Scheduled Caste and Scheduled Tribe (Prevention of Atrocities) Act, 1989

1 min read
Scheduled Caste and Scheduled Tribe (Prevention of Atrocities) Act, 1989 Blog Image


The Allahabad High Court recently said that an alleged act of intentional insult or intimidation causing humiliation would constitute an offence under the Scheduled Castes and Scheduled Tribes (Prevention of Atrocities) Act, 1989 only if it is committed in public view.

About Scheduled Castes and Scheduled Tribes (Prevention of Atrocities) Act, 1989:

  • It is an Act to prevent the commission of offences of atrocities against the members of the Scheduled Castes (SCs) and the Scheduled Tribes (STs) by persons other than SCs and STs.
  • It provides for punishment for offences of atrocities committed against SCs and STs. 
  • It authorizes the Central Government to frame rules for carrying out the purpose of the Act. 
  • The Act is implemented by the respective State Governments and Union Territory Administrations, which are provided due central assistance under the Centrally Sponsored Scheme for effective implementation of the provisions of the Act.
  • Offences:
    • This Act does not apply to crimes committed between SCs and STs or between STs and SCs.
    • There are 37 offences included in the Act that involve patterns of behaviour inflicting criminal offences and breaking the self-respect and esteem of the SCs and STs community.
    • Among these are the denial of economic, democratic, and social rights, as well as the exploitation and abuse of the legal system.
  • Investigation:
    • All offences listed in the Act are cognizable
    • An investigation of offence committed under the Act cannot be investigated by an officer not below the rank of Deputy Superintendent of Police (DSP).
    • The investigation should be completed within 30 days, and the report should be sent directly to the director of the state police.
  • Special Courts:
    • The act clearly states about the constitution of special courts for hearing cases on atrocities against SCs and STs.
    • For the purpose of providing for a speedy trial, the State Government shall with the concurrence of the Chief Justice of the High Court, establish in each district a Court of Session to be a Special Court exclusively to try the offences under this Act. 
    • The exclusive Special Courts shall try offences under this Act on day-to-day basis.
    • For every Special Court, the State Government shall specify a Public Prosecutor or appoint an advocate who has been in practice as an advocate for not less than seven years, as a Special Public Prosecutor for the purpose of conducting cases in that Court.
  • Punishment:
    • The minimum punishment in most cases is six months of imprisonment, while the maximum is five years sentence and with fine.
    • In some cases, the minimum is enhanced to one year while the maximum goes up to life imprisonment or even a death sentence.
    • Section 4 of the act deals with punishment for neglect of duties by a public servant. According to this section if a public servant, who is not a member of the SC or ST, deliberately neglects his duties, which he should perform under the Act, he is liable for punishment with imprisonment up to six months.
      • According to the Scheduled Castes and Scheduled Tribes (Prevention of Atrocities) Rules, 1995, the District Magistrate or the Sub-Divisional Magistrate, or any other Executive Magistrate shall make arrangements for providing immediate relief in cash or in kind, or both, to the victims of atrocity, their family members, and dependents.

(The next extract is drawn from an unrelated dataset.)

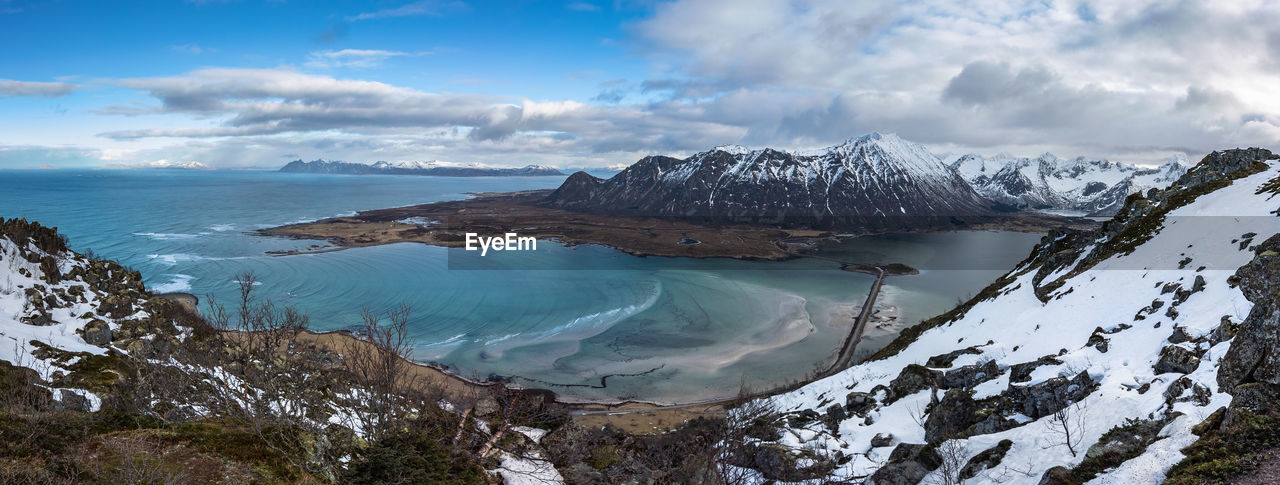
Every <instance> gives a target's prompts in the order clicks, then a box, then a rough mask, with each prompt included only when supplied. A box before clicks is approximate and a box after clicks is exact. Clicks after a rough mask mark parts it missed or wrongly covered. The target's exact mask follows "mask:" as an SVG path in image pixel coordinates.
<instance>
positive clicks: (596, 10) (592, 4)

Such immediate relief shall also include food, water, clothing, shelter, medical aid, transport facilities, and other essential items necessary for human beings.

Q1: Who is a Public Prosecutor?

The Prosecutor who represents the State is called a Public Prosecutor as a criminal offence is regarded as a public wrong, which has been committed not only against the victim, but also against the society as a whole. Criminal Cases are always termed as “State vs the accused” as they are considered as offences against the people of the state. Public Prosecutors are really Ministers of Justice whose job is none other than assisting the State in the administration of Justice. They are not representatives of any party. Their job is to assist the Court by placing before the Court all relevant aspects of the case. They are not there to use their office against the innocent to go to the gallows. They are also not there to see the culprits escape conviction. The role of the Public Prosecutor begins once the police has conducted the investigation and files the charge sheet in the Court. He represents the interests of the State and conducts the prosecution on behalf of the State.